Désireux d’entraîner la conversation hors de ce terrain brûlant, Harry Rhodes, qui assistait à l’entrevue avec ses deux collègues du Conseil, aborda un autre sujet.

—Notre île Hoste, dit-il, comparée aux possessions argentines de la Terre de Feu, peut donner matière à intéressantes réflexions. Comme vous le voyez, Monsieur, d’un côté la prospérité, de l’autre le dépérissement. Les colons argentins reculent devant les exigences du Gouvernement de Buenos-Ayres, et, devant les formalités qu’il impose, les navires font de même. Malgré les réclamations de son Gouverneur, la Terre de Feu ne fait aucun progrès.

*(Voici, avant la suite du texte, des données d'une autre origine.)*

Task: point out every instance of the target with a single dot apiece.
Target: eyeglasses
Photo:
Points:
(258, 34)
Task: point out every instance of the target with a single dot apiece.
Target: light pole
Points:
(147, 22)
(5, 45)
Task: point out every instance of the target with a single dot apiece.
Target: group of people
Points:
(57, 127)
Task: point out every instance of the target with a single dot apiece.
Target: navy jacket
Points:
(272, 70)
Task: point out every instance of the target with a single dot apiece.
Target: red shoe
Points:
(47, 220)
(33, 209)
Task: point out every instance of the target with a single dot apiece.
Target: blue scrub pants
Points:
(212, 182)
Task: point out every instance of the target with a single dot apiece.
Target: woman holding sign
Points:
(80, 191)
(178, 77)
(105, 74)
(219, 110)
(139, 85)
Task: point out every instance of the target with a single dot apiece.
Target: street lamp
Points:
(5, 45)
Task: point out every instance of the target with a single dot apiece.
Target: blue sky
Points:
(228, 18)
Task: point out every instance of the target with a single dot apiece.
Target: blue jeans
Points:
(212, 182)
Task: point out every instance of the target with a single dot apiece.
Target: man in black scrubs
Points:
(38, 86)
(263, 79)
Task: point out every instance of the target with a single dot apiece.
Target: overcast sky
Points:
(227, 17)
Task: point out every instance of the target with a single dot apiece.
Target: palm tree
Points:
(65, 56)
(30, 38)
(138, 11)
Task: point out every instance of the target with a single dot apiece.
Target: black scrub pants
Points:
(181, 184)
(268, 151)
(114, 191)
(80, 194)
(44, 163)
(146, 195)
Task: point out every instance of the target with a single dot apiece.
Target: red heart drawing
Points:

—J’en conviens, répondit M. Aguire. Aussi le Gouvernement Chilien a-t-il agi tout autrement avec Punta-Arenas. Sans aller jusqu’à rendre une colonie complètement indépendante, il est possible de lui accorder bon nombre de privilèges qui assurent son avenir.

—Monsieur le Gouverneur, intervint le Kaw-djer, il est cependant une des petites îles de l’archipel, un simple rocher stérile, un îlot sans valeur, dont je demande au Chili de nous consentir l’abandon.